I was thinking about character today. How people stay true to themselves. When they act “out of character”. What tempts them and pushes them to change. Maybe good, maybe bad.

One of the things that I was thinking about is how different Bear and I are in character. I am very bent. I’m adaptable. I can convince myself black is white and white is black and act on my convictions, no matter if I was convinced of something different the day before. Maybe it’s a survival tactic I taught myself. Maybe I’m just naturally inconsistent. Malleable. I can easily find it in my family. Not to say that I don’t know my own mind and that I don’t have certain things that I hold dear and always have. I do. Some things I’ve learned are extremely important and I’ve tried to forge some iron into my character in some ways.

This is also relative. But I say this about myself because of certain people in my life that are so utterly consistent and true that sometimes I feel a bit alien. Bear is one of those people. He is one of the truest arrows in my life. All his paths have been linear. His choices are consistent.

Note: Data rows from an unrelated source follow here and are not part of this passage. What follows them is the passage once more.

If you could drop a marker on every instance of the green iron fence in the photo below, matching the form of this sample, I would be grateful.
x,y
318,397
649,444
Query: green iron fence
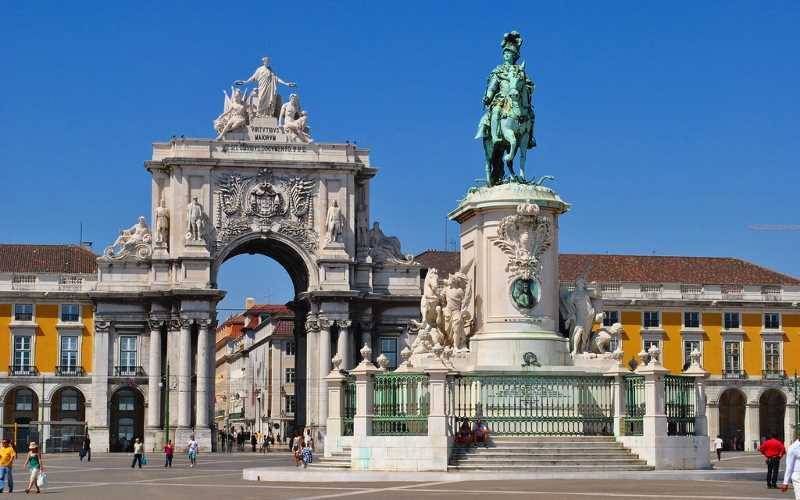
x,y
531,405
401,404
349,410
679,405
633,420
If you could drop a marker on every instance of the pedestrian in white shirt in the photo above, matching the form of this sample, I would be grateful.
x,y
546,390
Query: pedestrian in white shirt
x,y
793,469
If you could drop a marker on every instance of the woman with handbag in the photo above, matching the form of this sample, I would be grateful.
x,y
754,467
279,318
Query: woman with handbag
x,y
34,463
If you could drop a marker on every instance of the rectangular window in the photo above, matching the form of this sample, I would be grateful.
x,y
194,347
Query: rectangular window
x,y
69,352
691,319
70,313
772,357
688,347
772,321
388,346
732,357
22,351
24,401
23,312
610,317
732,321
127,353
651,319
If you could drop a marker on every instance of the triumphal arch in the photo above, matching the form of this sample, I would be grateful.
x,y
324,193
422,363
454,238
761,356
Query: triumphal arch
x,y
261,186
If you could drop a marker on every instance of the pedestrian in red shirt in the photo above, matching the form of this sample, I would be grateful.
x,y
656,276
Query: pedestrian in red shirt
x,y
773,450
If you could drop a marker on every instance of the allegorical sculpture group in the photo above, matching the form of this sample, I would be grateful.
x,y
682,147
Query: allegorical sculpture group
x,y
262,101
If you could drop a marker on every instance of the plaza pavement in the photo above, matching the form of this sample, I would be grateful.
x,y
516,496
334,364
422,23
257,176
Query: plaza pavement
x,y
217,476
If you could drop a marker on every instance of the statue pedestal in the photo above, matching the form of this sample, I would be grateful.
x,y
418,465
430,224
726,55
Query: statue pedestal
x,y
513,316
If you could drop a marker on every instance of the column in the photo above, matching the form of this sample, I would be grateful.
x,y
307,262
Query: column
x,y
345,343
324,351
154,376
185,374
203,371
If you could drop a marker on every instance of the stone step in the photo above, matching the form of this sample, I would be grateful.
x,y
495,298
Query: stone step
x,y
549,468
548,444
545,461
539,453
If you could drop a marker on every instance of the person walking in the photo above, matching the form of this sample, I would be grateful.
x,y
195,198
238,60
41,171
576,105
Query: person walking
x,y
718,444
86,448
773,450
169,452
7,456
138,453
792,474
191,450
34,464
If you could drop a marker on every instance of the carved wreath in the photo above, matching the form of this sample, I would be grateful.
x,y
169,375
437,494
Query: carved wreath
x,y
524,238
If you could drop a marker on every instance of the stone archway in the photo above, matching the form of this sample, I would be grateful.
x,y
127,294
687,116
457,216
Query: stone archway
x,y
771,413
731,418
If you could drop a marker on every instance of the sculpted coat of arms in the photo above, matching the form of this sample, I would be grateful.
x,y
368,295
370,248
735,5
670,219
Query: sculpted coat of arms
x,y
265,203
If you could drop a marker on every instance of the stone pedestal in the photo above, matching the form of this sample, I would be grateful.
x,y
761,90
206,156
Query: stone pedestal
x,y
499,225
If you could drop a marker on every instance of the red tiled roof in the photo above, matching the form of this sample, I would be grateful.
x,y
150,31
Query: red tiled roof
x,y
17,258
642,269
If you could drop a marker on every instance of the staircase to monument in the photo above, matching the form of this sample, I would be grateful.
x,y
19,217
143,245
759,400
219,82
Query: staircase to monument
x,y
337,460
547,454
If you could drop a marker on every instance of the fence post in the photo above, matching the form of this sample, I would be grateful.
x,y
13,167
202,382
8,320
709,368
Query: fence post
x,y
335,381
618,372
655,418
365,393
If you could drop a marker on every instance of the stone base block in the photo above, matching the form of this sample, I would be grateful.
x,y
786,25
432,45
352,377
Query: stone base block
x,y
511,350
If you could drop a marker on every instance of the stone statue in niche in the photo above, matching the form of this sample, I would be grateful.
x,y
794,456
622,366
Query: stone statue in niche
x,y
294,120
162,224
265,101
384,248
334,223
579,310
135,242
195,221
234,113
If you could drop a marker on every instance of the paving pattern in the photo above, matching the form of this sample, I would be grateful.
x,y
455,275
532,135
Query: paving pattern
x,y
219,476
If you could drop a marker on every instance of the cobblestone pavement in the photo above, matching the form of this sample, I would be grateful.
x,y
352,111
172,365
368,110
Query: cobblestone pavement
x,y
219,476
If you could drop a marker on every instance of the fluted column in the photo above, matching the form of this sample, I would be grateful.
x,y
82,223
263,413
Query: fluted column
x,y
324,348
154,376
203,373
185,374
344,344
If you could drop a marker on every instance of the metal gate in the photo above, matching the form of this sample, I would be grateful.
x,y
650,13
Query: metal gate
x,y
533,405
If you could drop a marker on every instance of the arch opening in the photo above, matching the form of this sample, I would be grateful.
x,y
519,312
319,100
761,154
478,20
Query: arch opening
x,y
771,413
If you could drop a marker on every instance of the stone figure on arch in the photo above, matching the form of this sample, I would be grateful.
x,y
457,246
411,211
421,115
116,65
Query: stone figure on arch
x,y
334,223
266,100
195,221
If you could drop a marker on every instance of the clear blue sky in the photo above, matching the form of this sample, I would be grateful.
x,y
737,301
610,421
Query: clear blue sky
x,y
670,126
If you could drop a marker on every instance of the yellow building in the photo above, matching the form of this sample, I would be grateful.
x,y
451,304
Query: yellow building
x,y
743,318
46,341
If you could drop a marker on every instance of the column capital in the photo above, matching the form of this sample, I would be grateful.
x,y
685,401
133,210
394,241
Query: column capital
x,y
156,324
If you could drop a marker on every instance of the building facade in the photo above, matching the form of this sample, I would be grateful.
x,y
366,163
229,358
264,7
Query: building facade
x,y
256,373
46,343
743,318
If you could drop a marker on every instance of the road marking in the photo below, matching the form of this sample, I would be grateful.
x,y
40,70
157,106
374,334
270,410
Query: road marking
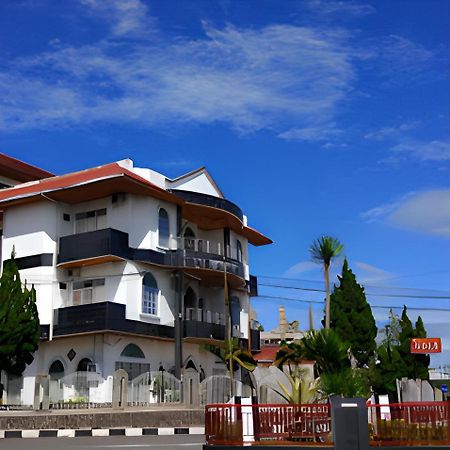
x,y
190,444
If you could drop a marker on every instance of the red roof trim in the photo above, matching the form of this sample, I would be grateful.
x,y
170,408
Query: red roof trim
x,y
75,179
17,170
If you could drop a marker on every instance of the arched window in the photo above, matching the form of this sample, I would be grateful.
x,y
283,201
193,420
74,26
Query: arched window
x,y
132,351
56,370
190,300
235,311
189,239
164,229
150,295
84,365
239,250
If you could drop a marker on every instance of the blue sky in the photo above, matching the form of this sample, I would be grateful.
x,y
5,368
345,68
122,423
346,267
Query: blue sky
x,y
317,117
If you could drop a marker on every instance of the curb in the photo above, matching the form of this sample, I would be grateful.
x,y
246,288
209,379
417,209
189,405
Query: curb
x,y
103,432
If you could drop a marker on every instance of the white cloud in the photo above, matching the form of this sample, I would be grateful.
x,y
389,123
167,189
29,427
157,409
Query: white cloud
x,y
426,212
382,211
127,17
311,134
278,78
341,7
391,132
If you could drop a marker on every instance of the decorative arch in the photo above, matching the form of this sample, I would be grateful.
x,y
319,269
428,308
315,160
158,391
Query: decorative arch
x,y
132,351
189,239
235,306
190,304
56,370
189,363
163,228
150,295
239,250
83,364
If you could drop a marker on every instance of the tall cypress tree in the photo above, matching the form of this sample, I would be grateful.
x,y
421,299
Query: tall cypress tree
x,y
19,321
352,318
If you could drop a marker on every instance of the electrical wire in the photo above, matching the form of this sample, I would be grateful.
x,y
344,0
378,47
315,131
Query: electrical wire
x,y
274,297
434,297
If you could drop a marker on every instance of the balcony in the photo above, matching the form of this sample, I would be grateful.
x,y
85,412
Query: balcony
x,y
105,316
209,200
203,330
107,245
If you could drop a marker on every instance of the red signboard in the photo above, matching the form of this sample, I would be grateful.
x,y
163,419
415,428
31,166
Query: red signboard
x,y
426,345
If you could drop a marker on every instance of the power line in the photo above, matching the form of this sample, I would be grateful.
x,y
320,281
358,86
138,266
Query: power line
x,y
274,297
364,284
434,297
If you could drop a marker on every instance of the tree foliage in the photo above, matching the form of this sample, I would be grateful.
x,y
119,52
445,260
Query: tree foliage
x,y
352,318
323,251
19,321
327,349
415,365
394,357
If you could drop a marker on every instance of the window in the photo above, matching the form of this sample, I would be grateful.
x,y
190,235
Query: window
x,y
150,295
56,370
189,239
133,369
90,220
88,291
132,351
239,250
163,227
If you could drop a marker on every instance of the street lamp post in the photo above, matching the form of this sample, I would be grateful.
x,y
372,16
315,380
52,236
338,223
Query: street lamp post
x,y
161,371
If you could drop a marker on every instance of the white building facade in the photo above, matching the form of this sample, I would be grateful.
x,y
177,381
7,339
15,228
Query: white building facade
x,y
132,270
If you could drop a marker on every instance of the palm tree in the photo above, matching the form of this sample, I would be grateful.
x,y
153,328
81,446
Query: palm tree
x,y
323,251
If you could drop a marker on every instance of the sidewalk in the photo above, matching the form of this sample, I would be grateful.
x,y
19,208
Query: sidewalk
x,y
151,418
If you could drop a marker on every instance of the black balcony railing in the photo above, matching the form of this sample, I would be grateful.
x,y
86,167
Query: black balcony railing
x,y
209,200
196,329
94,244
105,316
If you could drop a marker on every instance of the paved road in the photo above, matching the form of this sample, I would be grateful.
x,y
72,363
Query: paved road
x,y
180,442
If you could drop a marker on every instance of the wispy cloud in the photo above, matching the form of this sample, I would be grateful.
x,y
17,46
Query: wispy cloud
x,y
371,274
312,134
346,7
278,78
425,212
392,132
127,17
301,267
381,212
436,150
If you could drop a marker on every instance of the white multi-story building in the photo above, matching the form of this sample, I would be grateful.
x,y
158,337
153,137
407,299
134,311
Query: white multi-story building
x,y
131,269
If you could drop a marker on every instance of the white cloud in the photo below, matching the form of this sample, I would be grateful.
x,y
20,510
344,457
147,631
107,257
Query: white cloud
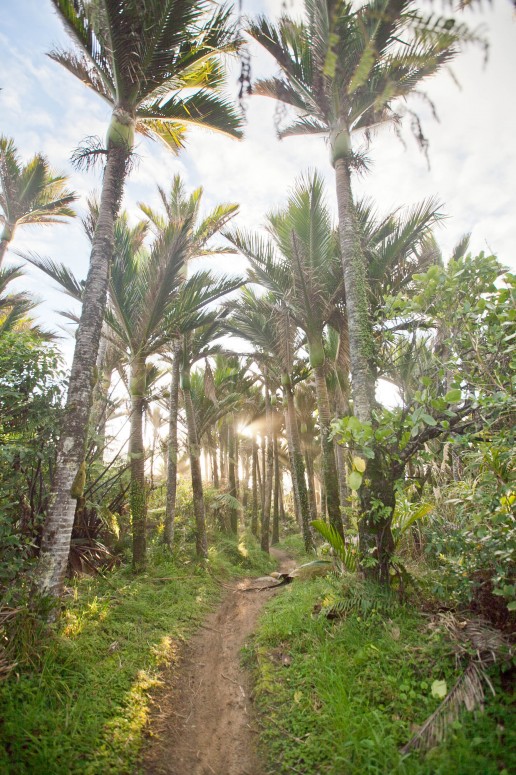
x,y
472,149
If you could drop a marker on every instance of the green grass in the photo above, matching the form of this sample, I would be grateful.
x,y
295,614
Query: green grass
x,y
342,697
78,701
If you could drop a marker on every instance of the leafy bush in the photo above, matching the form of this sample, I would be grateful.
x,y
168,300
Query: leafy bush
x,y
31,391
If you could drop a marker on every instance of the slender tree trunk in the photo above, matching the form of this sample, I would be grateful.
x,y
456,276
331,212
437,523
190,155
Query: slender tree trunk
x,y
311,483
275,511
170,512
263,467
245,482
296,498
138,498
233,490
331,482
282,505
254,515
201,541
375,532
5,238
361,348
298,469
266,514
69,474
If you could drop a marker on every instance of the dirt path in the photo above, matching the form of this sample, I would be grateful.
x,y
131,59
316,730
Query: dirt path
x,y
203,719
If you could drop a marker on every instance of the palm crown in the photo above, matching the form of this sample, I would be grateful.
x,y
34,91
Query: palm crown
x,y
140,56
29,193
343,67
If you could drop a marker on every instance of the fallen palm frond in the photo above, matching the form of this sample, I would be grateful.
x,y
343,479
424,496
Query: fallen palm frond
x,y
346,554
468,692
469,636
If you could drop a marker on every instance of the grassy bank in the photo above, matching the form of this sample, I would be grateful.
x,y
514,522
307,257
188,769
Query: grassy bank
x,y
78,700
342,696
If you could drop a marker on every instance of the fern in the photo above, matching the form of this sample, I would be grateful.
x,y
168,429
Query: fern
x,y
346,554
468,692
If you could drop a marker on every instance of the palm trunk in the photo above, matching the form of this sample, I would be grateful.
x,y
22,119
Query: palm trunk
x,y
361,348
375,532
266,514
201,541
170,512
298,469
262,467
233,490
275,511
311,483
214,464
254,515
138,499
331,482
69,474
5,239
245,483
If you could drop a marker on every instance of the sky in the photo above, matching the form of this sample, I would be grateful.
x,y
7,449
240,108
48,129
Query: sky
x,y
472,150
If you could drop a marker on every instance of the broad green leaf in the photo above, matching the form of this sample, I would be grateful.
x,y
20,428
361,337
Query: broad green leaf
x,y
359,464
439,689
355,480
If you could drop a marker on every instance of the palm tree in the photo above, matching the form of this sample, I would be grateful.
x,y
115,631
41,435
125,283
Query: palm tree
x,y
197,343
139,57
150,304
177,206
29,194
268,326
344,70
15,307
300,266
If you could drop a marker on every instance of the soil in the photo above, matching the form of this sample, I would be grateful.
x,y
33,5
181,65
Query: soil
x,y
202,722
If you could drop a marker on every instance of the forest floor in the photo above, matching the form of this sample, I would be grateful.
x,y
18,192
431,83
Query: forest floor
x,y
202,722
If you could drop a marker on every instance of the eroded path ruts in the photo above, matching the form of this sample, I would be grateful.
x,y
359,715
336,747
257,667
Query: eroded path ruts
x,y
203,717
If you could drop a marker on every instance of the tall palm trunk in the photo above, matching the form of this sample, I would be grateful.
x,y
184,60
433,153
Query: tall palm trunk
x,y
312,499
201,541
5,239
138,497
276,495
232,464
266,514
331,482
357,307
254,476
214,463
170,512
298,468
69,473
375,534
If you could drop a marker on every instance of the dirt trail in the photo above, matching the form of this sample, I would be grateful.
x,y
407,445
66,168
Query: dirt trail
x,y
203,717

He has a character that does not falter or change. His faults and strengths. Right is right and wrong is wrong and you do what is right. He’ll make a great father in that regard. Rules will be set and followed. Infractions will be ferreted out and punished. Achievements will be praised and celebrated.

But while it is something I love about him and find admirable (although sometimes frustrating), what absolutely floors me is one of the few things that causes Bear to act out of character.

Bear rarely talks about his work. He tries very hard to leave it at work and even when it’s obviously still bugging him he doesn’t like to talk about it. But we do talk about my work. My classes, research. The politics of grad school. I babble and he listens and comments and I think mostly lets it flow in one ear and out the other. When I’m working he’s constantly pushing me, asking me if I’m doing my best. And here’s where one of the oddest things creeps up.

I obviously fail sometimes. I screw up sometimes and sometimes I fail because of things beyond my control. But for all the pushing Bear will do while I’m working on something, there’s never any shame or disappointment or “you should have kept on top of things” when I fail even when it’s my fault. Suddenly my straight-as-an-arrow-Bear will be rewriting history. Where other people will hardly even get the benefit of a doubt, I have this completely terrifying and out of character free pass.

Case in point. I failed my qualifying exam. Just found out today. Won’t get the official notice until later, but I was told today. I should have asked about some things. I should have worked harder. I can say in all honesty, this was my fault. My failing. This was not beyond my control. But to hear Bear tell it? Completely beyond my control, not my fault at all, and this is a great oppurtunity and I’ll show them. It wasn’t, It was, It’s an embarrasment really, and huh? He knows how this went. He was there. He pushed me to ask, to work harder. But the minute I tell him what the verdict was, suddenly I was shafted. He believes in me and will do whatever it takes so that I know he believes in me and so that I continue to believe in myself. It’s humbling and uplifting all at the same time.